Clément Quentin wurde am 18. September 1920 in Fuilet geboren. Er besuchte die öffentliche Schule ab dem 5. Lebensjahr und hat sein ganzes Leben lang seinen Lehrer in sehr guten Erinnerung behalten, der den Kindern „die Demokratie, die Republik, die Freiheit, das Ehrgefühl, die Heimat, die Achtung der menschlichen Person und des Eigentums anderer, die Ehrlichkeit, die Redlichkeit und viele andere Werte“ beibrachte, so erzählt er in seinem Buch,
das zugleich Zeugnis ist: „Stück 72889 – menschliches Versuchskaninchen in Dachau“. Im Internat der Mittelschule Sankt Joseph in Ancenis hat er sich entschlossen, als er 16 war, seine Ausbildung nicht fortzusetzen. Bei seinem Vater und seinen Onkeln lässt er sich zum Viehhändler ausbilden. Im Alter von 18 Jahren will er Offizier werden, um seinem Vaterland zu dienen. Nach der Kriegserklärung, da er noch minderjährig ist, weigert sich sein Vater (Kriegsveteran ans dem ersten Weltkrieg), ihm zu gestatten, sich für die Dauer des Kriegs zu engagieren. Er wird anders kämpfen. Unter der deutschen Besatzung wird das Leben für Clément Quentin immer weniger erträglich. Er versucht über Spanien nach Algerien zu fahren. Seine Bemühungen scheitern. Er versucht per Schiff nach London zu gelangen. Zweiter Fehlschlag. Er sucht gleichgesinnte Menschen, die die Werte der Freiheit, der Gleichheit und der Brüderlichkeit achten. Ende 1942 findet einen Ansprechpartner und schließt sich der Widerstandsbewegung „Libération Nord“ an. Anfang 1943 tritt er auch dem Netzwerk Cohors Asturies in Basse-Loire unter dem Decknamen Quérian bei. Diese Widerstandsgruppe ist mit der Bewegung Libération Nord am engsten verbunden. Clément Quentin ist mit der Rekrutierung und Ausbildung von Geheimagenten beauftragt, die auf Auskunft, Sabotage und Luftlandung spezialisiert sind. Das Ziel ist es, Informationen über Truppenbewegungen, stationierte Streitkräfte, Züge, Elektrizitätswerke, Treibstofflager, Beschlagnahmungen, über das Verhalten der Gendarmerie, des Bürgermeisters zu liefern. Im 1944 leitet Clément Quentin 4 Gruppen, die solche Informationen sammeln.

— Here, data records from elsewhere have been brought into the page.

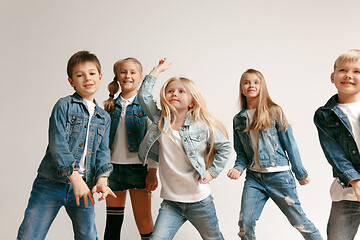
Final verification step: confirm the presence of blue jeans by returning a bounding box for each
[327,201,360,240]
[150,195,224,240]
[17,174,97,240]
[239,170,323,240]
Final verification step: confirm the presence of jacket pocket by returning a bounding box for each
[96,127,105,144]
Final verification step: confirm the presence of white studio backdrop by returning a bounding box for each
[0,0,360,240]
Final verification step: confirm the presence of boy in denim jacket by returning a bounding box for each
[314,50,360,240]
[17,51,116,240]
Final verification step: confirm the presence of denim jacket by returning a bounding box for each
[38,92,112,186]
[109,96,147,152]
[138,75,231,180]
[314,94,360,187]
[233,108,308,181]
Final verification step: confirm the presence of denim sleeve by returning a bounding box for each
[137,75,161,122]
[314,110,360,186]
[207,129,231,178]
[95,114,112,181]
[49,99,75,176]
[277,126,308,181]
[233,118,249,174]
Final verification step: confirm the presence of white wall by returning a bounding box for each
[0,0,360,240]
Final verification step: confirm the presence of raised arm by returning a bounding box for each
[137,58,171,122]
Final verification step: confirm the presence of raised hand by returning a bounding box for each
[149,58,172,78]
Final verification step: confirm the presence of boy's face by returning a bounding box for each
[68,62,102,101]
[117,60,142,96]
[165,80,194,113]
[331,60,360,103]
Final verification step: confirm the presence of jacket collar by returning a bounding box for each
[235,108,246,118]
[323,94,339,109]
[71,92,105,118]
[115,93,140,108]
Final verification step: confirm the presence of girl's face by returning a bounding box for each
[241,73,260,101]
[117,60,143,95]
[331,60,360,102]
[165,80,193,113]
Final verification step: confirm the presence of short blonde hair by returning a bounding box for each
[334,49,360,72]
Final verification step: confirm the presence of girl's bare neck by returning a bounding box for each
[121,91,138,99]
[171,113,187,130]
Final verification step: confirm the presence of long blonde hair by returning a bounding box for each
[239,68,290,131]
[158,77,228,168]
[104,58,143,112]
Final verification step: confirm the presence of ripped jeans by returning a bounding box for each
[239,170,323,240]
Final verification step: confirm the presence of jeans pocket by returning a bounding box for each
[199,195,214,206]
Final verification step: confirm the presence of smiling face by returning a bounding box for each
[165,80,193,114]
[241,73,260,104]
[68,61,102,101]
[117,60,143,98]
[331,60,360,103]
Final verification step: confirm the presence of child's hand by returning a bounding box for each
[198,171,214,184]
[299,177,310,186]
[92,177,116,201]
[69,171,95,208]
[227,168,241,179]
[149,58,172,78]
[350,179,360,202]
[145,168,158,192]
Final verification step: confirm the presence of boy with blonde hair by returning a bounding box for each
[314,49,360,240]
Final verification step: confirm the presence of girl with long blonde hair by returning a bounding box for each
[228,69,322,240]
[138,59,231,239]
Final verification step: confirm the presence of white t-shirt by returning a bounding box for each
[330,102,360,202]
[111,95,158,168]
[245,109,290,173]
[78,99,95,177]
[159,129,211,202]
[111,95,141,164]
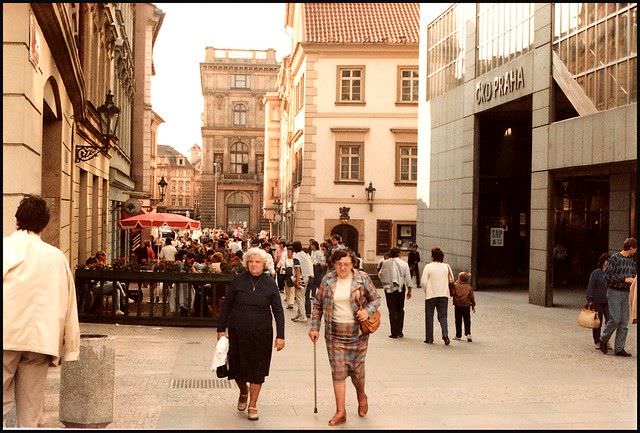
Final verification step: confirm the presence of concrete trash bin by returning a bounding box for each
[59,334,116,428]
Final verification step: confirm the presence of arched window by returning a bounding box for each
[230,141,249,174]
[233,104,247,126]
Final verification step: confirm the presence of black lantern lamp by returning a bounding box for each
[151,176,169,206]
[364,182,376,212]
[75,90,120,162]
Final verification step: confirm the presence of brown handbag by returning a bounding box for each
[578,304,600,329]
[360,290,380,334]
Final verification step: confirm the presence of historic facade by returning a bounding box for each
[264,3,419,264]
[2,3,164,268]
[418,3,637,306]
[156,145,200,217]
[199,47,278,232]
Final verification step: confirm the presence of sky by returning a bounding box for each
[151,3,448,156]
[151,3,291,156]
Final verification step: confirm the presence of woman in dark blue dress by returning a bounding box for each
[218,248,285,421]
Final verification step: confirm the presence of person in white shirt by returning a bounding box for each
[158,238,178,262]
[261,242,276,279]
[420,247,454,345]
[2,195,80,428]
[291,241,313,323]
[378,248,415,338]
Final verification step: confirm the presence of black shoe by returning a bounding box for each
[600,339,607,355]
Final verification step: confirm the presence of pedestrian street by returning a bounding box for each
[37,289,637,429]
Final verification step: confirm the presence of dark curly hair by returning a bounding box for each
[16,194,51,233]
[331,249,358,268]
[431,247,444,263]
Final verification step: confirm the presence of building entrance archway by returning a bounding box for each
[331,224,358,251]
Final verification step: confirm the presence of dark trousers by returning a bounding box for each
[453,305,471,338]
[384,290,404,337]
[424,296,449,343]
[593,302,609,343]
[304,277,318,317]
[276,271,284,292]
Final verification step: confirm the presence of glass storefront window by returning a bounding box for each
[476,3,536,75]
[427,4,466,99]
[553,3,637,110]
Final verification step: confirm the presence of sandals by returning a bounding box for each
[329,412,347,427]
[247,407,259,421]
[358,395,369,417]
[238,393,249,412]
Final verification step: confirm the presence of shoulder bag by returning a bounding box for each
[360,289,380,334]
[578,304,600,329]
[447,264,456,297]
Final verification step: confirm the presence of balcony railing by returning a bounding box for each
[75,269,235,327]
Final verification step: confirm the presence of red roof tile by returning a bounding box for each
[304,3,420,44]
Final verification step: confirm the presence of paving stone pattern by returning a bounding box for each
[32,289,637,429]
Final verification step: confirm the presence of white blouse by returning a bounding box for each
[333,275,354,323]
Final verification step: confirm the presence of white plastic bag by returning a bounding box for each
[211,335,229,372]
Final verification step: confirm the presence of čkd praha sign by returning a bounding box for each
[476,66,524,104]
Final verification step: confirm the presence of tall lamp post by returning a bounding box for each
[364,182,376,212]
[213,161,220,228]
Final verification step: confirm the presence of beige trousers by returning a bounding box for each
[2,350,51,427]
[284,281,296,307]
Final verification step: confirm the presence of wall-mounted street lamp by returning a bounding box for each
[151,176,169,206]
[364,182,376,212]
[75,90,120,162]
[339,206,351,224]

Clément Quentin ist am 26. April 1944 von zwei Gestapobeamten bei sich zu Hause am Abend festgenommen. Im Gefängnis von Angers gesperrt, bleibt er in Einzelhaft. Die Verhöre beginnen am 6. Mai und dauern eineinhalb Monat, Clément bricht aber nicht zusammen. Auch unter den Foltern weigert er sich, seine Freunde zu denunzieren. Als er am 8 Juni zum Tode verurteilt wird, glaubt er, er werde erschossen, ist aber zwei Tage später per Bus mit anderen Mitglieder seiner Widerstandsgruppe nach Paris und Compiègne überstellt.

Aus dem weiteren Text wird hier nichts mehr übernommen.